Many of the new tools, strategies, and approaches borne out of the pandemic will continue as the County moves beyond the local emergency declaration:
Virtual and Hybrid Commission and Advisory Board Meetings
A new Virginia Electronics Meeting Policy goes into effect September 1, 2022, that will offer additional flexibility for hosting virtual and hybrid meetings. This new policy offers most of our Commission and Advisory Boards the option to conduct an all-virtual meeting two times (or 25 percent of all meetings) annually and allows for remote participation for the public and individual Commission Members on exception.

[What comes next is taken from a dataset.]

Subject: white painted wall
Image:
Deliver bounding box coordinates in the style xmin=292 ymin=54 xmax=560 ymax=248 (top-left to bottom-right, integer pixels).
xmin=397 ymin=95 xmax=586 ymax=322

Temporary Outdoor Seating Areas (TOSAs) for Outdoor Dining
During the pandemic, the County stood up TOSAs as an emergency response to indoor dining restrictions and to provide an expedited process for new or expanded outdoor seating at restaurants. Many people have enjoyed outdoor dining with family, friends, and colleagues and these provisions have been critical to restaurant owners for business operations during this time.
Even with the ending of the state of emergency, the TOSA permissions continue under the Continuity of Government Ordinance for another six months through February 2023. Over the next six months, the County will be working to create longer-term solutions that apply the lessons learned from TOSAs to permanent zoning regulations for outdoor seating. The County Manager will provide an update to the County Board in November.
The County’s response to COVID-19 will continue as the declaration ends, including operating vaccination clinics at both Arlington Community Center and Walter Reed Community Center, and offering no-cost testing at four Curative kiosks.
Of course, the end of the declaration does not mean COVID-19 is no longer a threat; we encourage everyone to continue using layered prevention strategies — wear a mask, get tested if exposed or symptomatic, get vaccinated, follow isolation and quarantine guidance, and get COVID-19 treatment if and when necessary.